CORTE SUPREMA DE JUSTICIA República de Colombia Corte Suprema de Justicia Proceso de Tutela Radicación 74.414 José Vicente Padilla Aguirre CORTE SUPREMA DE JUSTICIA SALA DE CASACIÓN PENAL SALA DE DECISIÓN DE TUTELAS No. 3 PATRICIA SALAZAR CUÉLLAR MAGISTRADA PONENTE STP9094-2014 Radicación No.: 74.414 Acta No.215 Bogotá, D.C., ocho (8) de julio de dos mil catorce (2014) Se pronuncia la Sala sobre la demanda de tutela instaurada por JOSÉ VICENTE PADILLA AGUIRRE, contra la SALA PENAL DEL TRIBUNAL SUPERIOR DE CUNDINAMARCA y el JUZGADO PROMISCUO MUNICIPAL CON FUNCIÓN DE CONOCIMIENTO de Caparrapí, por la presunta vulneración de sus derechos fundamentales.
Al trámite fueron vinculados el JUZGADO CATORCE DE EJECUCIÓN DE PENAS Y MEDIDAS DE SEGURIDAD de Bogotá, el JUZGADO PROMISCUO MUNICIPAL CON FUNCIÓN DE CONTROL DE GARANTÍAS de Yacopí (Cundinamarca), la FISCALÍA LOCAL DELEGADA ANTE LOS JUECES PENALES Y PROMISCUOS MUNICIPALES con competencia en los municipios de Caparrapí, la Palma y Yacopí y la VICTIMA del punible por el cual fue condenado PADILLA AGUIRRE.
ANTECEDENTES Y FUNDAMENTOS DE LA ACCIÓN Por hechos ocurridos el 5 de noviembre de 2010, fue capturado en flagrancia JOSÉ VICENTE PADILLA AGUIRRE, pero de manera posterior fue puesto en libertad.

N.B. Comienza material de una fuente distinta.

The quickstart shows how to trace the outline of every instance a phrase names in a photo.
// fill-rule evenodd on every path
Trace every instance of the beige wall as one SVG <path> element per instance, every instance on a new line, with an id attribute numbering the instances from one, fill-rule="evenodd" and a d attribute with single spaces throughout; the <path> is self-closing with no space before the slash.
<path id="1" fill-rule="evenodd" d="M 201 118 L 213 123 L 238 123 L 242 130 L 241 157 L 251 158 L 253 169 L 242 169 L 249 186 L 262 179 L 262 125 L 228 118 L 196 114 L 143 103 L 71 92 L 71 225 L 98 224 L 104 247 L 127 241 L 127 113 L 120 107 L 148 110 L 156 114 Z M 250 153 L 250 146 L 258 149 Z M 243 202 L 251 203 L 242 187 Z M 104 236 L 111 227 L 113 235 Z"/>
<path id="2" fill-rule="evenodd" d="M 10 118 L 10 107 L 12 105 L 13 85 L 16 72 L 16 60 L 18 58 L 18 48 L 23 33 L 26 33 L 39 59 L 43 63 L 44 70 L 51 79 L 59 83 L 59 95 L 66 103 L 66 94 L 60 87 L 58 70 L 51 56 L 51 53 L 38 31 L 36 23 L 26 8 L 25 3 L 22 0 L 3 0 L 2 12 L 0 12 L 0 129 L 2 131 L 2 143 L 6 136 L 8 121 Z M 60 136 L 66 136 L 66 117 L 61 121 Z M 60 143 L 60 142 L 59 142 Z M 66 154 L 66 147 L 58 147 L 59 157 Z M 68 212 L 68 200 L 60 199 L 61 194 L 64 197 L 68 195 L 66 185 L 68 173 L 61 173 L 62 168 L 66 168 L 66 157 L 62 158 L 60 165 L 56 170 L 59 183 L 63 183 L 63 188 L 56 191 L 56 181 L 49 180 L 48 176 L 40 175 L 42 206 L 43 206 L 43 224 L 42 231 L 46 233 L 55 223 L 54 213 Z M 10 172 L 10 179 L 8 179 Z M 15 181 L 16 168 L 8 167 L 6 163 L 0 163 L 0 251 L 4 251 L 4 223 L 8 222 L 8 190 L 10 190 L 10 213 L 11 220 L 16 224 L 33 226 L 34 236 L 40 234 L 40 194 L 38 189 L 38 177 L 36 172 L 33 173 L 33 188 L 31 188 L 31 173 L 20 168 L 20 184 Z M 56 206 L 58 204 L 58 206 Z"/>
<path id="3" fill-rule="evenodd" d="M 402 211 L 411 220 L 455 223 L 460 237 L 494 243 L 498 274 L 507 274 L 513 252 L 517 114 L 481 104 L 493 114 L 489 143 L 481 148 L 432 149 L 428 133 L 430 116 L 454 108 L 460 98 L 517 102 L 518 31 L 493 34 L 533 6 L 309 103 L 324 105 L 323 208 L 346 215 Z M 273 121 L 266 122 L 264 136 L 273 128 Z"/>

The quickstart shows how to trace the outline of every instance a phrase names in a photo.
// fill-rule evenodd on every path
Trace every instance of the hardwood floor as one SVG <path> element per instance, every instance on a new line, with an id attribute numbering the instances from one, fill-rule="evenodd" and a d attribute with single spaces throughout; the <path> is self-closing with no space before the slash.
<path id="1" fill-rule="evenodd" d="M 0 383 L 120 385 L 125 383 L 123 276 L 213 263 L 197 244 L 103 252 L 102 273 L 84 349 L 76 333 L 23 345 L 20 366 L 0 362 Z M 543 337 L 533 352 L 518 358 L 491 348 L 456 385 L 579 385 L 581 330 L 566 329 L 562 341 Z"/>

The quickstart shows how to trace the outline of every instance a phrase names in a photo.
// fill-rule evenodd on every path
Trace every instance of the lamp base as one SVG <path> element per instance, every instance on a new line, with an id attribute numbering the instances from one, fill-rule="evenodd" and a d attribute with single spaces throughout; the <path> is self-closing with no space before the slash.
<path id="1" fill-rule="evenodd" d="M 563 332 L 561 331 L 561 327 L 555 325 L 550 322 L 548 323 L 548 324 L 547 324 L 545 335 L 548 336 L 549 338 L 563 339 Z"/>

Ante la imposibilidad de ubicarlo, el 16 de febrero de 2011, el Juzgado Promiscuo Municipal de Yacopí con Función de Control de Garantías lo declaró en contumacia y el 17 de marzo siguiente, se llevó a cabo la audiencia de formulación de imputación, donde se le endilgó el reato de hurto calificado y agravado.
El 5 de abril de la anualidad que cursaba, se adelantó la diligencia de formulación de acusación y finalizada la etapa de juicio, el 21 de octubre del mismo año, el Juzgado Promiscuo Municipal de Caparrapí, dio lectura a la decisión, de carácter condenatorio, imponiéndole la pena de 108 meses de prisión, como autor del punible referido. Contra esa determinación, el defensor público del sentenciado instauró el recurso de apelación, no obstante, al desatar la alzada, la Sala Penal del Tribunal Superior de Cundinamarca confirmó íntegramente el proveído de primer nivel, sin que contra la determinación del Ad Quem se instaurara recurso alguno. Acude ahora JOSÉ VICENTE PADILLA AGUIRRE a la extraordinaria vía de tutela, acusando la vulneración de sus derechos fundamentales, particularmente los del debido proceso y defensa que le asisten, porque no fue notificado por las autoridades judiciales de las actuaciones que se surtieron en su contra y derivaron en la decisión condenatoria.
Agregó que si bien el apoderado judicial que le fue designado, apeló la sentencia de primer nivel, no ejerció la defensa en debida forma, ni se le dio la oportunidad de acogerse a algún beneficio que hubiera derivado en una condena benigna. Refiere igualmente que solicitó al Juzgado de conocimiento la redosificación de su condena, pero éste le dio traslado al despacho que en la actualidad la vigila, quien negó su petición. Estima que con ese proceder se lesionó la garantía del debido proceso que le asiste.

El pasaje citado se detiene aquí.